Je m’appelle Simone. Pendant quatre ans, j’ai cru vivre dans une architecture solide. Une maison aux murs épais, aux fondations fiables. Un mariage raisonnable. Une vie organisée. Je ne demandais pas le vertige, seulement l’équilibre.

Thomas et moi n’étions pas une histoire passionnée. Nous étions un accord. Il avait un fils — Jake. Il avait quatre ans lorsque je l’ai rencontré. De grands yeux curieux, une façon étrange de mélanger les noms des dinosaures avec ceux des planètes. Il vit avec nous depuis toujours. Je prépare ses repas. Je signe ses carnets scolaires. Je connais la température exacte du lait qu’il préfère le soir.

Je tiens à lui.

Mais je ne suis pas sa mère.

Cette frontière invisible, je l’ai toujours gardée en moi comme une ligne de sécurité. Une précaution silencieuse.

Puis l’hôpital est entré dans nos vies.

Au début, ce n’étaient que des détails. Une fatigue inhabituelle. Des bleus sur ses bras fins. Une pâleur qui persistait malgré le soleil d’été. Nous avons parlé de virus, de carence, de croissance. Jusqu’au jour où le médecin a cessé de sourire.

Les couloirs de l’aile d’oncologie ont une odeur particulière. Une propreté presque cruelle. Comme si tout y était désinfecté, sauf la peur.

« Maladie agressive. Traitement immédiat. »

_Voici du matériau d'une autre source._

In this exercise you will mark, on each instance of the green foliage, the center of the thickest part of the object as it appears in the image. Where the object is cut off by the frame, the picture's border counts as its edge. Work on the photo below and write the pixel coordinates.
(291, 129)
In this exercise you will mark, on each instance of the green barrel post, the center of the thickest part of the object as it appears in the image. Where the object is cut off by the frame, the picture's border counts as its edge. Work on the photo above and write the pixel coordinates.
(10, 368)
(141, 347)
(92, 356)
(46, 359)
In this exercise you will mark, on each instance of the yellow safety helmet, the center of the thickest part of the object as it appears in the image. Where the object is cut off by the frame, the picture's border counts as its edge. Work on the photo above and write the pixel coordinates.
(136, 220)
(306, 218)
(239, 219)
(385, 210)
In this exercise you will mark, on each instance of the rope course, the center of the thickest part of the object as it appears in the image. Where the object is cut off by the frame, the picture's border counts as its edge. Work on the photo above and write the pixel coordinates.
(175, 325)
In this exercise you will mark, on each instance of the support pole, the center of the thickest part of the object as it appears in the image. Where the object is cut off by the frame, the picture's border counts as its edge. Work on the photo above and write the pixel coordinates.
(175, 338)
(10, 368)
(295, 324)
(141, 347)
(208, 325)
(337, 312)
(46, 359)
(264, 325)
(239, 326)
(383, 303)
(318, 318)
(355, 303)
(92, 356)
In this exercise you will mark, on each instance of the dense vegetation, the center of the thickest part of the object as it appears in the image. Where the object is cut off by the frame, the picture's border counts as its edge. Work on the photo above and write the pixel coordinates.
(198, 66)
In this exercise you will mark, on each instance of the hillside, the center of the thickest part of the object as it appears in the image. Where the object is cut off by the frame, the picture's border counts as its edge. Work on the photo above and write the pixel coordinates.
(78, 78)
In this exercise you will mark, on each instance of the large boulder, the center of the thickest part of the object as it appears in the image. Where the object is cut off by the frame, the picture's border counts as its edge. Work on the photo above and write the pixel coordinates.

Les mots flottaient au-dessus de moi, sans m’atteindre vraiment. Thomas s’est effondré sur une chaise. Moi, je suis restée debout. Droite. Immobile. Comme si tomber aurait signifié accepter.

Le chiffre est venu ensuite.

Le coût.

Un montant qui ressemblait à une condamnation parallèle.

Thomas n’a pas d’économies. Il a toujours vécu au jour le jour, persuadé que la vie finirait par s’arranger. Moi, j’ai construit chaque euro comme on pose des briques. Heures supplémentaires. Vacances annulées. Robes reposées sur leur cintre. Ce compte en banque, ce n’est pas du luxe. C’est ma protection contre l’effondrement.

Deux nuits plus tard, nous étions face à face à la table de la cuisine. La lumière blanche du plafond rendait nos visages plus durs.

« Simone… on doit utiliser ton épargne pour Jake. »

Il ne suppliait pas. Il constatait.

Je savais que ce moment viendrait.

J’avais répété ma réponse intérieurement, comme on répète un discours avant un procès.

« Je suis désolée. Jake est ton fils. Pas le mien. Cet argent garantit mon avenir. »

Le silence qui a suivi avait une densité presque physique.

Thomas ne s’est pas mis en colère.

Il ne s’est pas effondré.

Il a souri.

Un sourire calme. Trop calme.

« Tu finiras par me supplier. »

Ses mots n’étaient ni une menace ni une promesse. C’était une certitude.

Je n’ai pas compris immédiatement.

Ce n’est que plus tard, en traversant le couloir sombre vers la chambre de Jake, que quelque chose s’est fissuré.

La porte était entrouverte. La veilleuse projetait des constellations bleues sur le plafond. Jake ne dormait pas. Il regardait l’ombre des étoiles artificielles comme s’il essayait de mémoriser le ciel.

« Simone ? » a-t-il murmuré.

Sa voix était plus faible que d’habitude.

Je me suis assise au bord du lit.

« Est-ce que je vais mourir ? »

Il n’y avait ni larmes ni panique dans ses yeux. Seulement une curiosité terrifiante. Comme lorsqu’il demande si les dinosaures ont eu peur au moment de l’extinction.

Et soudain, ma frontière invisible s’est mise à trembler.

Je n’étais pas sa mère.

Mais j’étais là.

Je connaissais la cicatrice sur son genou gauche. Je savais qu’il déteste la croûte des tartines. Je savais qu’il a peur du noir, même s’il prétend le contraire.

L’argent était mon avenir.

Mais cet enfant respirait à quelques centimètres de moi.

Ce soir-là, je n’ai pas dormi. J’ai regardé le plafond en calculant, en rationalisant, en me répétant que je n’avais aucune obligation biologique. Que l’amour ne se décrète pas par contrat.

Pourtant, à l’aube, une vérité plus brutale encore s’est imposée :

Ce n’était pas seulement mon mariage qui était en train de se briser.

C’était l’image que j’avais de moi-même.

Car refuser, ce n’était pas seulement protéger mon futur.

C’était accepter de vivre avec le regard d’un enfant qui comprendrait, un jour, que j’avais choisi l’argent.

Et peut-être que Thomas avait raison.

Peut-être que je finirais par supplier.

Non pas pour qu’il me pardonne.

Mais pour retrouver celle que j’étais avant d’avoir prononcé ces mots.